Optional Interfaces#

Module Contents#

class vllm.model_executor.models.interfaces.SupportsMultiModal(*args, **kwargs)[source][source]#

The interface required for all multi-modal models.

supports_multimodal: ClassVar[Literal[True]] = True[source]#

A flag that indicates this model supports multi-modal inputs.

Note

There is no need to redefine this flag if this class is in the MRO of your model class.

get_multimodal_embeddings(**kwargs) T | None[source][source]#

Returns multimodal embeddings generated from multimodal kwargs to be merged with text embeddings.

The output embeddings must be one of the following formats:

  • A list or tuple of 2D tensors, where each tensor corresponds to each input multimodal data item (e.g, image).

  • A single 3D tensor, with the batch dimension grouping the 2D tensors.

Note

The returned multimodal embeddings must be in the same order as the appearances of their corresponding multimodal data item in the input prompt.

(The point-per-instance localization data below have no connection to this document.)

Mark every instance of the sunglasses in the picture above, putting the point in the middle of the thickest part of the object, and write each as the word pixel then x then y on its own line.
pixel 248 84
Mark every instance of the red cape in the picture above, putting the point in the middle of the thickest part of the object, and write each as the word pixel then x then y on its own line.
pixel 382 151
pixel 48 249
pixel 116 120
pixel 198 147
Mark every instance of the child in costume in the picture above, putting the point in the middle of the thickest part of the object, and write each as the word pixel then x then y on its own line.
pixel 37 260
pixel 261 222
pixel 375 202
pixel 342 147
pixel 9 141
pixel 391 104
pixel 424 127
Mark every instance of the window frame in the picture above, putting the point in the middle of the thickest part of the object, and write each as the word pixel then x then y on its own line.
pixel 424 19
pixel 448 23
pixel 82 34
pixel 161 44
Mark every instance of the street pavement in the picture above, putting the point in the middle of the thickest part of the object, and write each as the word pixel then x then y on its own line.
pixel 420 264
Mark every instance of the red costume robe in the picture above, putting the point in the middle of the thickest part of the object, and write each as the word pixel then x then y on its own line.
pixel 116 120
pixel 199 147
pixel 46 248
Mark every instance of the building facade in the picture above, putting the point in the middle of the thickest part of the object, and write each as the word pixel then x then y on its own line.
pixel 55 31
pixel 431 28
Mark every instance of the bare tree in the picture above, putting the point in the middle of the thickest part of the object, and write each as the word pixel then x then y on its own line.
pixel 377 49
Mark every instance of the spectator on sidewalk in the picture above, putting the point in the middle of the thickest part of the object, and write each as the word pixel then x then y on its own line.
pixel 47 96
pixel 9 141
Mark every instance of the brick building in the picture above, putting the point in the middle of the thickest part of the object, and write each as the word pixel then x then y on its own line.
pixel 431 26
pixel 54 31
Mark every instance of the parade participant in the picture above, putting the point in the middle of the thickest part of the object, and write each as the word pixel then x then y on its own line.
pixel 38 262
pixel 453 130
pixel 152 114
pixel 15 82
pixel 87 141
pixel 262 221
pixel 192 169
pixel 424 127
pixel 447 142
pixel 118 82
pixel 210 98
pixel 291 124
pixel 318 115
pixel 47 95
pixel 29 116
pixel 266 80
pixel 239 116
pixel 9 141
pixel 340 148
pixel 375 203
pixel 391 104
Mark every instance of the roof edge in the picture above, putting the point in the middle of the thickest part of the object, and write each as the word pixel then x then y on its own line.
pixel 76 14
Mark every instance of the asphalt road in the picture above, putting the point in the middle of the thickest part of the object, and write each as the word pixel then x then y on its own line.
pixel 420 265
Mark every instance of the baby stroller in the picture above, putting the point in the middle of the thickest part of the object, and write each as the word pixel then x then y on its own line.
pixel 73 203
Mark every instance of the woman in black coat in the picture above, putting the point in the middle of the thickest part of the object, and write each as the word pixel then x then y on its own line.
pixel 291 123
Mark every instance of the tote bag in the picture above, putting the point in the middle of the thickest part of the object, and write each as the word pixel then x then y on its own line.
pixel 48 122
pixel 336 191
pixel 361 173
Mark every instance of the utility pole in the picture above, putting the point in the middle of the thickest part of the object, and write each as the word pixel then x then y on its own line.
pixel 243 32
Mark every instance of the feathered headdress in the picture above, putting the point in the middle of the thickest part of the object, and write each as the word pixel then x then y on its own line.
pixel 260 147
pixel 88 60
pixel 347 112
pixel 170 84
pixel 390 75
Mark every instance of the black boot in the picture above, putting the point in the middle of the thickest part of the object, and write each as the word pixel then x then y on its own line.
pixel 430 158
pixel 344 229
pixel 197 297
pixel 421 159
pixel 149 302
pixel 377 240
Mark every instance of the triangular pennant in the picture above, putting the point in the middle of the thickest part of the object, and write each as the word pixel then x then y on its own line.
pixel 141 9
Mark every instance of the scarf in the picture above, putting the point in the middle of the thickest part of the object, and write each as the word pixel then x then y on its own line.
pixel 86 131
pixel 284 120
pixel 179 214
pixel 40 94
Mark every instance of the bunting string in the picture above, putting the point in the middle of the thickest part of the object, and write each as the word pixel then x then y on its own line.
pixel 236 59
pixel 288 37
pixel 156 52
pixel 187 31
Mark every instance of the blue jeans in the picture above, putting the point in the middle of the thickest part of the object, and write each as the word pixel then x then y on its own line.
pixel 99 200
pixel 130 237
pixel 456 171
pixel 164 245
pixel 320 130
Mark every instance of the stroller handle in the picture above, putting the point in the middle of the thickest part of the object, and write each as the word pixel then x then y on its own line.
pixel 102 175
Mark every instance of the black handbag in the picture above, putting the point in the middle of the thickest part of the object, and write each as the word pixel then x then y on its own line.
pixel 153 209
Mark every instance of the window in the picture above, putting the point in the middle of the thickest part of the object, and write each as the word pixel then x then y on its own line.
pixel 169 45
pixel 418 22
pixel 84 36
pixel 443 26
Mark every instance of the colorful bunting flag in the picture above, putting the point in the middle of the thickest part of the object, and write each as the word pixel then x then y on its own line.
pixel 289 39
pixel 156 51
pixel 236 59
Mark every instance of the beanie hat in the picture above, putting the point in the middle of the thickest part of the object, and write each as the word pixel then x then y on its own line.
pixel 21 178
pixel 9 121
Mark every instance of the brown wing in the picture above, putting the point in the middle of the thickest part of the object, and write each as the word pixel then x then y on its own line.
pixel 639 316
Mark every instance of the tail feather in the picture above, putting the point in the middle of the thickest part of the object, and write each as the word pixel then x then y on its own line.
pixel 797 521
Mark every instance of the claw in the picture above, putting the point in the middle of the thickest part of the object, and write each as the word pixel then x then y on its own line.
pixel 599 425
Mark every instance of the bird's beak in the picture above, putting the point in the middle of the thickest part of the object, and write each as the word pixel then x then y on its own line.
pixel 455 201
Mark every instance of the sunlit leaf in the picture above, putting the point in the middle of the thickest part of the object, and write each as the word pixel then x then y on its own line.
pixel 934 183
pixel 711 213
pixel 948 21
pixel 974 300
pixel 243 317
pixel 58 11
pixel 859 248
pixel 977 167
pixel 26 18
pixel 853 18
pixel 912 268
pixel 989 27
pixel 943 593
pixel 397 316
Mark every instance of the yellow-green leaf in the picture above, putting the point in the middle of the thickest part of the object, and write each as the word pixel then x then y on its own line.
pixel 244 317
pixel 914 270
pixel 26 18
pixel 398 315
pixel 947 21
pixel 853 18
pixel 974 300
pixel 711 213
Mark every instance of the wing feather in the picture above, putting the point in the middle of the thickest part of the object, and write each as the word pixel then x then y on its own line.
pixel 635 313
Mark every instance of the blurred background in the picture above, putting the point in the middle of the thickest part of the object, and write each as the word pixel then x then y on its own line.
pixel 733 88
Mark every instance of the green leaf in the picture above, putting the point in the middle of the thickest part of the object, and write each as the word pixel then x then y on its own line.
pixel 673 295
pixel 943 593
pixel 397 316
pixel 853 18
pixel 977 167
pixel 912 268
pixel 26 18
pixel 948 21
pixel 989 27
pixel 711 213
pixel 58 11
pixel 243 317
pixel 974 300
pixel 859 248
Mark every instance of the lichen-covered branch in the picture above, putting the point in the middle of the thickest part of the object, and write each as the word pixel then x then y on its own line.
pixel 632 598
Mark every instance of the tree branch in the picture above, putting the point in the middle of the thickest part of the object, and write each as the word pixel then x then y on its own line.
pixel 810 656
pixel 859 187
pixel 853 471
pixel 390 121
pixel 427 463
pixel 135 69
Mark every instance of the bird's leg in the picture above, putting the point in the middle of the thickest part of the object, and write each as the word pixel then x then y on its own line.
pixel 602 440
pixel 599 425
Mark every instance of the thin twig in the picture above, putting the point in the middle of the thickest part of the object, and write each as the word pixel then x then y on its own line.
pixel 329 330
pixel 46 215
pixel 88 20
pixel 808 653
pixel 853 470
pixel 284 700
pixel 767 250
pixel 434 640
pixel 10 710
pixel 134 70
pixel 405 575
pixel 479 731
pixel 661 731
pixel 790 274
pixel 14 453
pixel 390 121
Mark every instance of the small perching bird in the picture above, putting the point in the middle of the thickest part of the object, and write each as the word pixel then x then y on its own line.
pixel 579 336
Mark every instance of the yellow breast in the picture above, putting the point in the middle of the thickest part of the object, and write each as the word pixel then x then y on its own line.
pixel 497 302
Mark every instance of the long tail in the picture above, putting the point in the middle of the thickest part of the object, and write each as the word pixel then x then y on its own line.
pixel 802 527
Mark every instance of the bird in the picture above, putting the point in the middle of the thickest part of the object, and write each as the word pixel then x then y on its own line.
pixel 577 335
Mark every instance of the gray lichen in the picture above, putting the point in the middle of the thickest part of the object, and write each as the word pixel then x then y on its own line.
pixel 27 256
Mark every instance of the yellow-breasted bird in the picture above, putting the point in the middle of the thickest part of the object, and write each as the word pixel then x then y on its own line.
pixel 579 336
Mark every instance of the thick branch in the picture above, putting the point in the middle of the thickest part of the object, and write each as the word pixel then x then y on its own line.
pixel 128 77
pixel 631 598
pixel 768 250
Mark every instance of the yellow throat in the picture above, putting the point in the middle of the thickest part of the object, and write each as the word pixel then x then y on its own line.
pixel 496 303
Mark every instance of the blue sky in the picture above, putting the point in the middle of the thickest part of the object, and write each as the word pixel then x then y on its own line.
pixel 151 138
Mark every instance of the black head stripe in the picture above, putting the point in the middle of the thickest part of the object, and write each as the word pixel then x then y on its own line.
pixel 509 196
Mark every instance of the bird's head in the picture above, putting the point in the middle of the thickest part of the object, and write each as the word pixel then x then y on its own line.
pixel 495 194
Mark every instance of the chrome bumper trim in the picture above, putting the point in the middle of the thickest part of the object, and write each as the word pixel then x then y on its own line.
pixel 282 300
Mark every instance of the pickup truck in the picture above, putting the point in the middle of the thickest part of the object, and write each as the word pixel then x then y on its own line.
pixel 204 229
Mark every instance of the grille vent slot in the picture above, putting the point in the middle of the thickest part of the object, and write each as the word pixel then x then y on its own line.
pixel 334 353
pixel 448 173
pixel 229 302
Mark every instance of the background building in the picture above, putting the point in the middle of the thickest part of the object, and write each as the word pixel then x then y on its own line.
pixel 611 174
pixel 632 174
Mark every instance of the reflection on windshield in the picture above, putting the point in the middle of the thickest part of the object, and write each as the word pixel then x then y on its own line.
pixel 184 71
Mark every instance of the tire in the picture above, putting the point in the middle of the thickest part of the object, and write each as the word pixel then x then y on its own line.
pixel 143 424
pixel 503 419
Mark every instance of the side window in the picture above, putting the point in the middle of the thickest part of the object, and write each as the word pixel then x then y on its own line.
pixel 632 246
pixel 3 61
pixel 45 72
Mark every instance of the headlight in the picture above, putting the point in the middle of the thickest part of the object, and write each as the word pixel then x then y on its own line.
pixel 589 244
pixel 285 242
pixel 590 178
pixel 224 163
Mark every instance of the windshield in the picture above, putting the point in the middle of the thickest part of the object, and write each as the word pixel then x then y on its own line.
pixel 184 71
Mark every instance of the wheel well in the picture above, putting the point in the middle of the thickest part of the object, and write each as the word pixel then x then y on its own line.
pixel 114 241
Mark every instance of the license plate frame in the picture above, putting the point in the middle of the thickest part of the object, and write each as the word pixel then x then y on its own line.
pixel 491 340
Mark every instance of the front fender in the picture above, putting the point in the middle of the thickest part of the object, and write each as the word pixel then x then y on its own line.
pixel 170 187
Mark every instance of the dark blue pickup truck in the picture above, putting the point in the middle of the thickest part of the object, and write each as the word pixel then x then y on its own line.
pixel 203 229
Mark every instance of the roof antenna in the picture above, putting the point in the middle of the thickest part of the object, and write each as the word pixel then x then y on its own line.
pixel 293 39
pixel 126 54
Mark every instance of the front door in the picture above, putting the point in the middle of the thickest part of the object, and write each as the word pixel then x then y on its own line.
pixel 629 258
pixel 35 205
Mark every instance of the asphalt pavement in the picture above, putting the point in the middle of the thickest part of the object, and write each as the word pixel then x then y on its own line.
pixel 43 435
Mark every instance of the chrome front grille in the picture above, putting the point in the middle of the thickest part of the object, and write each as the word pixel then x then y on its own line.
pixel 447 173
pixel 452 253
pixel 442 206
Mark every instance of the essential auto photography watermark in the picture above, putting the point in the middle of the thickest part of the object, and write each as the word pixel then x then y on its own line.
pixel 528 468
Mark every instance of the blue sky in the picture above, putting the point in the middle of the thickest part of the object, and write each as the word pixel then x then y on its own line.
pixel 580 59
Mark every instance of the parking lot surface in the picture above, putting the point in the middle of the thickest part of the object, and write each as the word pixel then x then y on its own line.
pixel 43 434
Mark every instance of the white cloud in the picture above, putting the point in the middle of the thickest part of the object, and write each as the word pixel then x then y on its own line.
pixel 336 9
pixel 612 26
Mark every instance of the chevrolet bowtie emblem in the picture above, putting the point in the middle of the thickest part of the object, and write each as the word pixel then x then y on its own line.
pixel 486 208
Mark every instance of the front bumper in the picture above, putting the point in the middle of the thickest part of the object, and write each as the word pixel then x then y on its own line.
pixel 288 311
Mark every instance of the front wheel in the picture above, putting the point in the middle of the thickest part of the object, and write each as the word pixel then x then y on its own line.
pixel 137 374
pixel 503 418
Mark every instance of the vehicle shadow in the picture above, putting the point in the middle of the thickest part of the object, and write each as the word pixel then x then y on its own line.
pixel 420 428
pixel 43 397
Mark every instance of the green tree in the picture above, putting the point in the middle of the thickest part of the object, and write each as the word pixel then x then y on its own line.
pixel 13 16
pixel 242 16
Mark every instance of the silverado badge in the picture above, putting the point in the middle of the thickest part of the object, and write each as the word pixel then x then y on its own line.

get_input_embeddings(input_ids: torch.Tensor, multimodal_embeddings: T | None = None, attn_metadata: 'AttentionMetadata' | None = None) torch.Tensor[source]#
get_input_embeddings(input_ids: torch.Tensor, multimodal_embeddings: T | None = None) torch.Tensor

Helper for @overload to raise when called.

class vllm.model_executor.models.interfaces.SupportsLoRA(*args, **kwargs)[source][source]#

The interface required for all models that support LoRA.

supports_lora: ClassVar[Literal[True]] = True[source]#

A flag that indicates this model supports LoRA.

Note

There is no need to redefine this flag if this class is in the MRO of your model class.

class vllm.model_executor.models.interfaces.SupportsPP(*args, **kwargs)[source][source]#

The interface required for all models that support pipeline parallel.

supports_pp: ClassVar[Literal[True]] = True[source]#

A flag that indicates this model supports pipeline parallel.

Note

There is no need to redefine this flag if this class is in the MRO of your model class.

make_empty_intermediate_tensors(batch_size: int, dtype: torch.dtype, device: torch.device) IntermediateTensors[source][source]#

Called when PP rank > 0 for profiling purposes.

forward(*, intermediate_tensors: IntermediateTensors | None) torch.Tensor | IntermediateTensors[source][source]#

Accept IntermediateTensors when PP rank > 0.

Return IntermediateTensors only for the last PP rank.

class vllm.model_executor.models.interfaces.HasInnerState(*args, **kwargs)[source][source]#

The interface required for all models that has inner state.

has_inner_state: ClassVar[Literal[True]] = True[source]#

A flag that indicates this model has inner state. Models that has inner state usually need access to the scheduler_config for max_num_seqs, etc. True for e.g. both Mamba and Jamba.

class vllm.model_executor.models.interfaces.IsAttentionFree(*args, **kwargs)[source][source]#

The interface required for all models like Mamba that lack attention, but do have state whose size is constant wrt the number of tokens.

is_attention_free: ClassVar[Literal[True]] = True[source]#

A flag that indicates this model has no attention. Used for block manager and attention backend selection. True for Mamba but not Jamba.

class vllm.model_executor.models.interfaces.IsHybrid(*args, **kwargs)[source][source]#

The interface required for all models like Jamba that have both attention and mamba blocks, indicates that hf_config has ‘layers_block_type’

is_hybrid: ClassVar[Literal[True]] = True[source]#

A flag that indicates this model has both mamba and attention blocks , also indicates that the model’s hf_config has ‘layers_block_type’

class vllm.model_executor.models.interfaces.SupportsCrossEncoding(*args, **kwargs)[source][source]#

The interface required for all models that support cross encoding.